Rudy Ruitenberg
PARIS — Space has become a war-fighting domain, an assessment that calls for doctrinal changes and the ability to intervene there more quickly, space-force leaders from several NATO countries said at the Space Defense and Security Summit here on Tuesday.
“The rule-based international order in space is nearly over,” said Brig. Gen. Jürgen Schrödl, a division head with responsibility for space at the German Ministry of Defence’s strategy and operations department. “We have to accept that space is a tested domain, is a war-fighting domain, is becoming a war-fighting domain.”
The language is a step up from more diplomatic assessments at the summit last year, when military space leaders discussed growing threats to in-orbit assets, without going as far as describing space as a potential war zone or battlefield.
Global governments in the past two years spent more of their space budgets on defense than on civil space, according to data from summit organizer Novaspace.
Of the $73.1 billion in global government spending on space defense and security in 2024, more than a third was classified, the consultancy says.

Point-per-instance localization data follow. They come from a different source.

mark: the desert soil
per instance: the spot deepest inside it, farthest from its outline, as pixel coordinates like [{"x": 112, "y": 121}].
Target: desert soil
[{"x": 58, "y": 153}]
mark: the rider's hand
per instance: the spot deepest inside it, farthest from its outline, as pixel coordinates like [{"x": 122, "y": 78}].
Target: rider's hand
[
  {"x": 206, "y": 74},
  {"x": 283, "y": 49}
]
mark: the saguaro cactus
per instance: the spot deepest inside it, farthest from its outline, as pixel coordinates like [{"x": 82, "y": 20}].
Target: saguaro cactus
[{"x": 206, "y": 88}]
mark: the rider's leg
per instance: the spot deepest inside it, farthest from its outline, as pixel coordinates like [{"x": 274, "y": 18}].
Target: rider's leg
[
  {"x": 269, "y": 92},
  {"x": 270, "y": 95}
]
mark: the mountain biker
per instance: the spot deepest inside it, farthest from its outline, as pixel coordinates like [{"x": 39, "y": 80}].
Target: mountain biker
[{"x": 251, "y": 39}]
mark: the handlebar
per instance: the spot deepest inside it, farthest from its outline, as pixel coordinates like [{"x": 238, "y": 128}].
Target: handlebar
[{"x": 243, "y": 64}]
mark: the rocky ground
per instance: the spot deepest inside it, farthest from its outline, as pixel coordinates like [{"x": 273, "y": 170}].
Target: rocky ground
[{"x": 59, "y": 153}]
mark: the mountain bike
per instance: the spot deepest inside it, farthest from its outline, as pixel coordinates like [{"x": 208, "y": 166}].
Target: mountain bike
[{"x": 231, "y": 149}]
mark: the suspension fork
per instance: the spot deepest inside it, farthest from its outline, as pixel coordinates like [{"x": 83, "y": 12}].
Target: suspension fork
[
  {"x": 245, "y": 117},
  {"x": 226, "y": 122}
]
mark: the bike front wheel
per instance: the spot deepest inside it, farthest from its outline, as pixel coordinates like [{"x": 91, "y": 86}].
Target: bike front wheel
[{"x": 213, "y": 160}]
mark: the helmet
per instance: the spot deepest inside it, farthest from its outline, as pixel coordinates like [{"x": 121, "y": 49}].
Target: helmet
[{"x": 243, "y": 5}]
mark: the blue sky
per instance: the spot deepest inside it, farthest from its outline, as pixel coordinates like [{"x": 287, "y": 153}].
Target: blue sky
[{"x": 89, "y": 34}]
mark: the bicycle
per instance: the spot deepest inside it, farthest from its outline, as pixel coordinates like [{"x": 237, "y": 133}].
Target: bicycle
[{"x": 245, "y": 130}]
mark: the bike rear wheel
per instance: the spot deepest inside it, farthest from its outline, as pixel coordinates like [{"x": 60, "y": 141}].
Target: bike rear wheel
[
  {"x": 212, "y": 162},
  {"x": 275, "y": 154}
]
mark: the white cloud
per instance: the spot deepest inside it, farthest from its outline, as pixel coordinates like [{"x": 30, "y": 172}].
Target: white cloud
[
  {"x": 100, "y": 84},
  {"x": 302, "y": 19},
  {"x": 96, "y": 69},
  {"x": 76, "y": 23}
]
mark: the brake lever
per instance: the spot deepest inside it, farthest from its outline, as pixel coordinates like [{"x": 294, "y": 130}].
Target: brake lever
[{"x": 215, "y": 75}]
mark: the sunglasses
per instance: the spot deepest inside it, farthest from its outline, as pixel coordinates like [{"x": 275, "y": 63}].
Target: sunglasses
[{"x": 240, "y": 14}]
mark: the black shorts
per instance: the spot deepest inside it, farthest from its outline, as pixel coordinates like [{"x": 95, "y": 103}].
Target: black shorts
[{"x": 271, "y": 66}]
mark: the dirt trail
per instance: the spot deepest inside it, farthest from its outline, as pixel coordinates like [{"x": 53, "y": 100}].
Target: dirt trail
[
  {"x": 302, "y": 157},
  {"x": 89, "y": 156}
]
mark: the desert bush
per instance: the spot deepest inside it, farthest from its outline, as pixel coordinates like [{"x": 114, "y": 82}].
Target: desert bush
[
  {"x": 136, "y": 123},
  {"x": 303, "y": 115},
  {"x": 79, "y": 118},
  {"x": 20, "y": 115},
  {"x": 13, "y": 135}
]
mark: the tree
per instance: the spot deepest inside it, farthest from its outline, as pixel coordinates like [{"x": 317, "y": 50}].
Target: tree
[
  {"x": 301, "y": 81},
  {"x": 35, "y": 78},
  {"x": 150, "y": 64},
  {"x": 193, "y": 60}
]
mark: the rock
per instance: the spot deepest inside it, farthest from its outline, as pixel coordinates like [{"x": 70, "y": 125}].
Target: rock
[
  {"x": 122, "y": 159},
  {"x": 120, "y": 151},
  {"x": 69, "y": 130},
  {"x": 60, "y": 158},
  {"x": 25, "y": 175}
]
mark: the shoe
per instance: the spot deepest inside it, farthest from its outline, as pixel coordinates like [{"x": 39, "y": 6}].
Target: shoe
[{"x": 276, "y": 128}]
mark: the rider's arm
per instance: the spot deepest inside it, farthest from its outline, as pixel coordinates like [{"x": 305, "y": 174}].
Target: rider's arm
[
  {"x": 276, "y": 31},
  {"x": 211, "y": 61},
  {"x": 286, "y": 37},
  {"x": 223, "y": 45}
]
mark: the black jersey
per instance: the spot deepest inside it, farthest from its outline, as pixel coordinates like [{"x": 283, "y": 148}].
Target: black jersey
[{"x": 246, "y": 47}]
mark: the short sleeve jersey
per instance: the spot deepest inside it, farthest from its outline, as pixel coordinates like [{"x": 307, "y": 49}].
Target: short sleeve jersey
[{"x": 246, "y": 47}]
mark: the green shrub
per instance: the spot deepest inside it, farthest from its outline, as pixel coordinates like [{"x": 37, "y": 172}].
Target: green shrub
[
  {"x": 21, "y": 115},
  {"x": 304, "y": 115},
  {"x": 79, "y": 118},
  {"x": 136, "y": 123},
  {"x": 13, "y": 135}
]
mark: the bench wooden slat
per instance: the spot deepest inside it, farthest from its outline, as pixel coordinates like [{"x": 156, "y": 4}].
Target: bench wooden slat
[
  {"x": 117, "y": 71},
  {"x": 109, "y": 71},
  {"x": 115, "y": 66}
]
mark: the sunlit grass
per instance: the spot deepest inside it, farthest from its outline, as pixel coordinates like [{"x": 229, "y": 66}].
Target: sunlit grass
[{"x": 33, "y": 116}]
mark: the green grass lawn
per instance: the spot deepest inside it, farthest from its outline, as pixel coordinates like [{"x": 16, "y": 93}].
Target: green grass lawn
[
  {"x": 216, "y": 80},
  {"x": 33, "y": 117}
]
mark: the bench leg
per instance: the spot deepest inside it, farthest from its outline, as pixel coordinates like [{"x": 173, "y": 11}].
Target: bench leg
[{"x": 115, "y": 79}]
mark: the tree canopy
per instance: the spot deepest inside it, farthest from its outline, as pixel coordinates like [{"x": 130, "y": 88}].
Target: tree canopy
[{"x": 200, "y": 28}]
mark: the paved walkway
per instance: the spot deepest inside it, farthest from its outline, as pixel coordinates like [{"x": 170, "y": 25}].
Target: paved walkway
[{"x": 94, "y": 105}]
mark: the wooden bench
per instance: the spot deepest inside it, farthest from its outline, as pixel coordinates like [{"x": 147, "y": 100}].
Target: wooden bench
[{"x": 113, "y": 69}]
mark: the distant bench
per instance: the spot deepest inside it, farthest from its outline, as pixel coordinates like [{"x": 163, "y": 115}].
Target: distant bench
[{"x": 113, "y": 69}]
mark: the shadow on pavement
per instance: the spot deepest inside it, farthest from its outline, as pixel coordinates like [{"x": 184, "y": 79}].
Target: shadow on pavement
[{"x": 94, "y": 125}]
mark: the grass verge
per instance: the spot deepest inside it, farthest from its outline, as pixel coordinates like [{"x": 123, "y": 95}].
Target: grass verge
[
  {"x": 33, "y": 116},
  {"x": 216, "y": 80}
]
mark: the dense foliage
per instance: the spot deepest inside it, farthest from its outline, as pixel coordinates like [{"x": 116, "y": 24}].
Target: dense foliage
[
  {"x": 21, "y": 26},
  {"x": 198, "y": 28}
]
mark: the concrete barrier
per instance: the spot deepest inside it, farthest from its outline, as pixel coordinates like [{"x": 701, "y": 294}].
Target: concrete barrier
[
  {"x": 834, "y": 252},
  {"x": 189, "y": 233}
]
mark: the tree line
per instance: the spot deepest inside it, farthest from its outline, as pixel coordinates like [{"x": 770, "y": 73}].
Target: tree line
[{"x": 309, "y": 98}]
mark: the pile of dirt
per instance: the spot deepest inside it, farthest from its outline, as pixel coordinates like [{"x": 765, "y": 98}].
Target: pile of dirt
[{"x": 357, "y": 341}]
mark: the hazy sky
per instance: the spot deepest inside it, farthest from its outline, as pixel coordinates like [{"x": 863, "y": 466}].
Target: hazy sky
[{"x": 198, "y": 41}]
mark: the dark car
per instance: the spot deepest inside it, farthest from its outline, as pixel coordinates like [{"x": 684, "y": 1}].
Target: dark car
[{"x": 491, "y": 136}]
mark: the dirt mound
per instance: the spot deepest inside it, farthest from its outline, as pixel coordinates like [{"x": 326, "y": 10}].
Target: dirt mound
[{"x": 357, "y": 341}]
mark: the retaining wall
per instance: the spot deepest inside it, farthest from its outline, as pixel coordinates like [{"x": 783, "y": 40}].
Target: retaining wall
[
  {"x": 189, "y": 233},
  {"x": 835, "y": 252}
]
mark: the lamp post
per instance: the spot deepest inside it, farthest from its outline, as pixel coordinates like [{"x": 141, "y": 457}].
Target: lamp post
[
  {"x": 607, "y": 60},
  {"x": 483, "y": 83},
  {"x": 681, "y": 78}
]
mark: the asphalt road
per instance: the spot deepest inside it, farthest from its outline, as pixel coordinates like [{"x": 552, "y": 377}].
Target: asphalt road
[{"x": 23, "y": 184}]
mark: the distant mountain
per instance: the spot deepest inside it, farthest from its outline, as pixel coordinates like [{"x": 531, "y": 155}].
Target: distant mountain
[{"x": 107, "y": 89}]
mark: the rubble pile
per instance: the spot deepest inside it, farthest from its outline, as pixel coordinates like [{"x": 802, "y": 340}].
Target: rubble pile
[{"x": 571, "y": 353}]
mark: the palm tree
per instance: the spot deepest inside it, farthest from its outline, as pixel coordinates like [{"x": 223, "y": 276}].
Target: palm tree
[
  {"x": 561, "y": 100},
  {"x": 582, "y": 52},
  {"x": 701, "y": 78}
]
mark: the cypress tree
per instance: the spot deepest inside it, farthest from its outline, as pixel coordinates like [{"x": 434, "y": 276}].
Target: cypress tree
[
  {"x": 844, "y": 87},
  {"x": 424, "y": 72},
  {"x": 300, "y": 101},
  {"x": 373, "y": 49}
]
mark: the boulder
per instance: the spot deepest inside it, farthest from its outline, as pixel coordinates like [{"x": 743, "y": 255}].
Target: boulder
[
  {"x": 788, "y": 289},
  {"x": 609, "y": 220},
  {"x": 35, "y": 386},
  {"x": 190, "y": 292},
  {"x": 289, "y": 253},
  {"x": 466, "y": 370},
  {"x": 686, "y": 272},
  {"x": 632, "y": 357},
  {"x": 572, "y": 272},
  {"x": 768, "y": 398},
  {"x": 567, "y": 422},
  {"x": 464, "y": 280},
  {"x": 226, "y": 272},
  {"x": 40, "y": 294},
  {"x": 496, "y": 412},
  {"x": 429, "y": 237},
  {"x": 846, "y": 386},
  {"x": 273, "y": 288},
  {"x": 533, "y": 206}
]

“What you see is that it is now the military domain that is leading,” Hermann Ludwig Moeller, director of the European Space Policy Institute, told Defense News at the conference. “This is really clear compared to last year, the language and what is behind the language has shifted.”
More than 200 anti-satellite weapons now circle Earth in different orbits, said Brig. Gen. Christopher Horner, commander of 3 Canadian Space Division. While he didn’t provide details on their nature, he said that is a “shocking number of capabilities” to threaten allied space capabilities including satellite comms to Earth observation.
While hostile action in space is not new, “things are accelerating very fast,” said Maj. Gen. Vincent Chusseau, commander of French Space Command since August. “Space is a really full operational domain, we talk about war fighting in space.”